The Ninth Circuit Court of Appeals has devised a three-part credit-as-true standard, each part of which must be satisfied in order for a court to remand to an ALJ with instructions to calculate and award benefits:

(1) the ALJ has failed to provide legally sufficient reasons for rejecting evidence, whether claimant testimony or medical opinion;
(2) the record has been fully developed and further administrative proceedings would serve no useful purpose; and
(3) if the improperly discredited evidence were credited as true, the ALJ would be required to find the claimant disabled on remand.

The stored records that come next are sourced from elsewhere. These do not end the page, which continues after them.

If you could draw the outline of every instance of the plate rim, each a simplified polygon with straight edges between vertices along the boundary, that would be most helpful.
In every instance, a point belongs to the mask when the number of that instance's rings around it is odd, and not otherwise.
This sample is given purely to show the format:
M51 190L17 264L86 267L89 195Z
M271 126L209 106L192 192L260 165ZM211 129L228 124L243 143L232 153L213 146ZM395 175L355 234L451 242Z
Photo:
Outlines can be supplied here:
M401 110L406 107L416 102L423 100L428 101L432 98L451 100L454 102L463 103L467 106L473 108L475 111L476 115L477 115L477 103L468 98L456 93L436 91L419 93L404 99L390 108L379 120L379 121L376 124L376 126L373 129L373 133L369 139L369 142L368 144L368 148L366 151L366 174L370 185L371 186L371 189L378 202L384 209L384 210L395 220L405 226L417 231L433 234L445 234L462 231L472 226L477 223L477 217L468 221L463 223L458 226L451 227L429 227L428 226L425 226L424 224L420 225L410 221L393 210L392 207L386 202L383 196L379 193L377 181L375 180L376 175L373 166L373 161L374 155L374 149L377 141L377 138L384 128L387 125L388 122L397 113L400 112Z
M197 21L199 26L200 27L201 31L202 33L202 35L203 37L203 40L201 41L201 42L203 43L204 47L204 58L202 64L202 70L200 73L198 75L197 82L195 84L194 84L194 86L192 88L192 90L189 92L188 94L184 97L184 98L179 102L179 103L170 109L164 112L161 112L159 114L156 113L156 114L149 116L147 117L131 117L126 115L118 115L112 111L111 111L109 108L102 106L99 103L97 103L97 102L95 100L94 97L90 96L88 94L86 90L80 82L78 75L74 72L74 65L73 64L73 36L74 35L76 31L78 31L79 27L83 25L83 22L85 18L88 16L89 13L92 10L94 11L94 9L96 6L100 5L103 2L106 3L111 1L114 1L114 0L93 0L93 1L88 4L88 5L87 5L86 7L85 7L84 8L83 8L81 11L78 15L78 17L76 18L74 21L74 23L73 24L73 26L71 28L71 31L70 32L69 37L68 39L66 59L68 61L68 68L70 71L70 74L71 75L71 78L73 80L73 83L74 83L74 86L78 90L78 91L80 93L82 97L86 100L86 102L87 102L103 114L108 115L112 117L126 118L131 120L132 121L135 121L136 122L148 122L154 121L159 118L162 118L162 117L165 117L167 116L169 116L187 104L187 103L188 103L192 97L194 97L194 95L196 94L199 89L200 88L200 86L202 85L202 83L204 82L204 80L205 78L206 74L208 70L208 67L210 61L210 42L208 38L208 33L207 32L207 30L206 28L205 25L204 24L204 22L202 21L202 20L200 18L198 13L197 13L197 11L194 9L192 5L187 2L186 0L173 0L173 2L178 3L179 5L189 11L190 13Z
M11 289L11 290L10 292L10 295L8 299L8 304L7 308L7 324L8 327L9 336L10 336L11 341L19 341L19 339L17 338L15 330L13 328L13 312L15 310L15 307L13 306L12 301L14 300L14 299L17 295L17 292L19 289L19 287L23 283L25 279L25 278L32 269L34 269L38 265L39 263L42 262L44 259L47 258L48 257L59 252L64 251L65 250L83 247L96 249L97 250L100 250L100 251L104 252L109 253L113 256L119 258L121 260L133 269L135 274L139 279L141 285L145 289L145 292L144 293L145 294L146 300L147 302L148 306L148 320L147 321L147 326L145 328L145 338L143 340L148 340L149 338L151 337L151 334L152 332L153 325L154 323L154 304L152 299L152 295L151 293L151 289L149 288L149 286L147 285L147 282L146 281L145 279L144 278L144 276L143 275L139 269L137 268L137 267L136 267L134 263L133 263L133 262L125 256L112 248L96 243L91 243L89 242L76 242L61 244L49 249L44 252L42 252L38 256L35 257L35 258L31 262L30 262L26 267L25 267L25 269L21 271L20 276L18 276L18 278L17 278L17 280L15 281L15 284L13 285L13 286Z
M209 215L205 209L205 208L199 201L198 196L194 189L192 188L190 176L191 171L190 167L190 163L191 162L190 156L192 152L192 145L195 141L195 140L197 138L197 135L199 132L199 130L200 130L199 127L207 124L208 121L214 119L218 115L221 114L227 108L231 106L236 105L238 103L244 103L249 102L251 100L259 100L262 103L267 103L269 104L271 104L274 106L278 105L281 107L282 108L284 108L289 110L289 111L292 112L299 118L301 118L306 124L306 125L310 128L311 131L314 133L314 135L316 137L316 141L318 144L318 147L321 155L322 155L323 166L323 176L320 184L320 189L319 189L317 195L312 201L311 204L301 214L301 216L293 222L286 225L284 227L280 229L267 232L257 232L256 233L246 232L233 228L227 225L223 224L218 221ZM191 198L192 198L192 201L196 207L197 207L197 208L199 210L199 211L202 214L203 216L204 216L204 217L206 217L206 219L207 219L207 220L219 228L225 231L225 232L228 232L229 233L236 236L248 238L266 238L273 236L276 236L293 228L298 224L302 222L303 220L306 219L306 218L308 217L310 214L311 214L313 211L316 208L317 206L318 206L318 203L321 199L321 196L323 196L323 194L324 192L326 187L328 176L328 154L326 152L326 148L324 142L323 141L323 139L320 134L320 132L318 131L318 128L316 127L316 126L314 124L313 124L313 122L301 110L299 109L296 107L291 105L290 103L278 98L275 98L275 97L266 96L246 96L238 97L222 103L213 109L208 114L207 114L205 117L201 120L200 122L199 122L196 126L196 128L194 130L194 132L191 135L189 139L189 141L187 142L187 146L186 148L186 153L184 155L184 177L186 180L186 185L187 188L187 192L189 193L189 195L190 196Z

Treichler v. Comm'r of Soc. Sec. Admin., 775 F.3d 1090, 1100-01 (9th Cir. 2014).

Upon further consideration of this case, the Court determines that the second prong of the credit-as-true standard has not been met. The Court remands the case in order for the ALJ to further develop the record as to the impact of the frequency of Plaintiff’s syncopal episodes on her ability to work. See id. at 1101 (“Where there is conflicting evidence, and not all essential factual issues have been resolved, a remand for an award of benefits is inappropriate.”).


The Court grants Defendant’s Motion to Alter or Amend Judgment [25]. The Commissioner’s decision is reversed and remanded for additional proceedings.